Esiste dunque una disuguaglianza ereditaria più importante di quella del patrimonio derivante, direttamente e necessariamente, dalla propria esistenza della famiglia.

E l’eredità del patrimonio? Si un padre ha veramente un cuore paterno, egli per forza amerà più degli altri suo figlio, carne della sua carne e sangue del suo sangue. Egli agirà secondo l’ordine naturale e la legge cristiana se non risparmierà sforzi, sacrifici né abnegazioni per accumulare un patrimonio che possa mettere suo figlio al riparo delle tante sfortune che la vita può comportare. Questo lodevole affanno lo porterà a produrre molto di più di quello che avrebbe prodotto se non avessi avuto figli. Alla fine d’una vita di lavoro, quest’uomo potrà morire in pace, conscio di lasciare i figli nelle migliori condizioni per affrontare la vita.
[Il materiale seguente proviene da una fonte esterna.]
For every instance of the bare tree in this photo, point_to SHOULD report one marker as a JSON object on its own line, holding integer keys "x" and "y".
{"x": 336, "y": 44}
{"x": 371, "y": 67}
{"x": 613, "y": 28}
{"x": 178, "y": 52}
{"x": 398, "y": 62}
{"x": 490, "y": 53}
Immaginiamo, però, che subito dopo la morte del padre arrivi lo Stato e, in nome della legge, confischi l’eredità per imporre il principio dell’uguaglianza dei punti di partenza. Questa imposizione non costituisce una frode nei confronti del morto? Essa non calpesta forse uno dei valori più sacri della famiglia, un valore senza il quale la famiglia non è famiglia e la vita non è vita, e cioè l’amore paterno? Sì, l’amore paterno che si strugge per offrire protezione e assistenza al figlio, indipendente dal merito, semplicemente perché è figlio.

E questo vero crimine contro l’amore paterno, cioè la soppressione dell’eredità, può essere compiuto in nome della Religione e della Giustizia?